In a similar vein, Chuck Mahon gave an inspiring talk on the StrongTowns (https://www.strongtowns.org) initiative, which is using data to make cities more financially stable, ecologically resilient, and livable. Definitely something for the Community Resilience Cluster to investigate.

Down in the some of the technical weeds, multiple clusters would be well advised to be exploring mesh networks and the distributed web as alternatives to corporate controlled internet. We’ve had some discussions in this area. They need to continue.

Finally, I suspect many ESIPers are fans of the “Right to to repair” movement. There were some great talks related to that too. It inspired me to find my local repair café and it makes me wonder if ESIP might want to establish a TimeBank to share skills across the community — e.g. trade 4 hrs of ISO metadata cleanup for 4 hrs JSON programming.

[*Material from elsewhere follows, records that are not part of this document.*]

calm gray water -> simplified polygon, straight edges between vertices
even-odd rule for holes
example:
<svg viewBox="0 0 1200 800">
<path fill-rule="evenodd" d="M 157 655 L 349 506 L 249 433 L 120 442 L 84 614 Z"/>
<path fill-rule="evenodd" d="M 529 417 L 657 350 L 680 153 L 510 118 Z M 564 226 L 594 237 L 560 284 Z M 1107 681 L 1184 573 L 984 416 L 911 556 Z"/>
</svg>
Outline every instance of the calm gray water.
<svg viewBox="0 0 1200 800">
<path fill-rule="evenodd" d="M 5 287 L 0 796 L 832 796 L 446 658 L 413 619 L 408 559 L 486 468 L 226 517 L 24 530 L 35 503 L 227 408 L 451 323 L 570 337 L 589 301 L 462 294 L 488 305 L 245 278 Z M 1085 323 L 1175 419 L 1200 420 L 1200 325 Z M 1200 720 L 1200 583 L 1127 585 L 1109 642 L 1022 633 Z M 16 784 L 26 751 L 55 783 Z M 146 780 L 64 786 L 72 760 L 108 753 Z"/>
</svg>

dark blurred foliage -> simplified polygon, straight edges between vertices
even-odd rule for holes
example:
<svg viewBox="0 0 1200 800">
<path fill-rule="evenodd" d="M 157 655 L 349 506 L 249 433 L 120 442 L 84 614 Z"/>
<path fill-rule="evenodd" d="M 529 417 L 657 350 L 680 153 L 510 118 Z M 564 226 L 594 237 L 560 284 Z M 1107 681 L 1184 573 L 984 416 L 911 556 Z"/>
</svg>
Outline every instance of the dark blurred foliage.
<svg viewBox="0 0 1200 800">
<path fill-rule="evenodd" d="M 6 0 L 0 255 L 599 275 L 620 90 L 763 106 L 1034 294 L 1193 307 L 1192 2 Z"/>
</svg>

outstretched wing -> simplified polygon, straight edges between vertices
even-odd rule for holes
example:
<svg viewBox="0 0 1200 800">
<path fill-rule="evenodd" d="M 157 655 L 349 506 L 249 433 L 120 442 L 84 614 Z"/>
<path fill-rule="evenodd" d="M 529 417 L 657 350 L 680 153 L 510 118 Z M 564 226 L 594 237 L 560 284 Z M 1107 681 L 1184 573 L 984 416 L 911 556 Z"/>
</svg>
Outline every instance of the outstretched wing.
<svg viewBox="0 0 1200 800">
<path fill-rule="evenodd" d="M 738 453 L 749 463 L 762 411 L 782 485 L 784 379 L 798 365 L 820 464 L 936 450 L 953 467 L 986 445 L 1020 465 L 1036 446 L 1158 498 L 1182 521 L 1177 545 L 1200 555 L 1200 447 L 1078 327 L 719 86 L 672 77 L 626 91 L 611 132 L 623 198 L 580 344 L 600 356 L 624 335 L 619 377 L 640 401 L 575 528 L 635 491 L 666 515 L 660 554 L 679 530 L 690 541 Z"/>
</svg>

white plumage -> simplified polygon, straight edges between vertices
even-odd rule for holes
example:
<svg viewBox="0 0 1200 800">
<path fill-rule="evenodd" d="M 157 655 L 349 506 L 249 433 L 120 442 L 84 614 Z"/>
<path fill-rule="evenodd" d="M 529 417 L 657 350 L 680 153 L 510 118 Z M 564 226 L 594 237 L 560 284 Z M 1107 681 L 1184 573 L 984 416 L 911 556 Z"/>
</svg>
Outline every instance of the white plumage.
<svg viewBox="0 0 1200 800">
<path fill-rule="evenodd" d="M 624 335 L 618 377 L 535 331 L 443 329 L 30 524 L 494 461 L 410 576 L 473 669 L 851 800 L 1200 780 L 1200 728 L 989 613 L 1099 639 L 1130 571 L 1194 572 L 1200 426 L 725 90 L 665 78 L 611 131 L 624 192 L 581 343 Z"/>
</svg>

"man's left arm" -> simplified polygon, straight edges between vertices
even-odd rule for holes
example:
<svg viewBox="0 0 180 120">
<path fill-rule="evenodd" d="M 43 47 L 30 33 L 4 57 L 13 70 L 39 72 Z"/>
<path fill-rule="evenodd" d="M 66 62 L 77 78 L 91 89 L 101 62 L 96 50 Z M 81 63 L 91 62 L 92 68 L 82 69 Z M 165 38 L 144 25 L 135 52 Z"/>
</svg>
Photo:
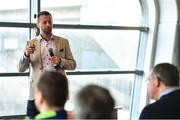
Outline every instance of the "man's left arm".
<svg viewBox="0 0 180 120">
<path fill-rule="evenodd" d="M 68 40 L 65 40 L 64 52 L 65 52 L 65 58 L 60 58 L 59 67 L 66 70 L 74 70 L 76 68 L 76 61 L 72 55 Z"/>
</svg>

I encourage you all to learn more about The Maintainers, especially the Information Maintainers. Read our paper (https://doi.org/10.5281/zenodo.3236409) and join our monthly telecons (http://themaintainers.org/info-mc-about-us).

Hail the Maintainers!

More about Mark:
Mark Parsons is a Senior Research Scientist at the Tetherless World Constellation at Rensselaer Polytechnic Institute. He researchers mediation and how researchers actually share data and collaborate. Mark was the first Secretary General of the Research Data Alliance (RDA) and stepped down in July 2017. He focusses on stewarding research data and making them more accessible and useful across different ways of knowing. He has lead major data stewardship efforts for more than 20 years, and received the American Geophysical Union Charles S. Falkenberg Award as an advocate of robust data stewardship as a vital component of Earth system science and as an important profession in its own right. Prior to joining Rensselaer, Mark was a Senior Associate Scientist and the Lead Project Manager at the National Snow and Ice Data Center (NSIDC). While at NSIDC, he defined and implemented their overall data management process and led the data management effort for the ICSU/WMO International Polar Year 2007-2008. He is currently active in several international committees while helping lead the Research Data Alliance in its goal of accelerating innovation through data exchange.

Within ESIP, Mark is active in many groups, including serving as At-Large Board Member and Chair of the Research Object Citation Cluster.

References:
Fisher, Berenice, and Joan Tronto. 1990. “Toward a Feminist Theory of Caring.” In Circles of Care: Work and Identity in Women’s Lives, edited by Emily K Abel, and Margaret K. Nelson, Albany, NY: State University of New York Press.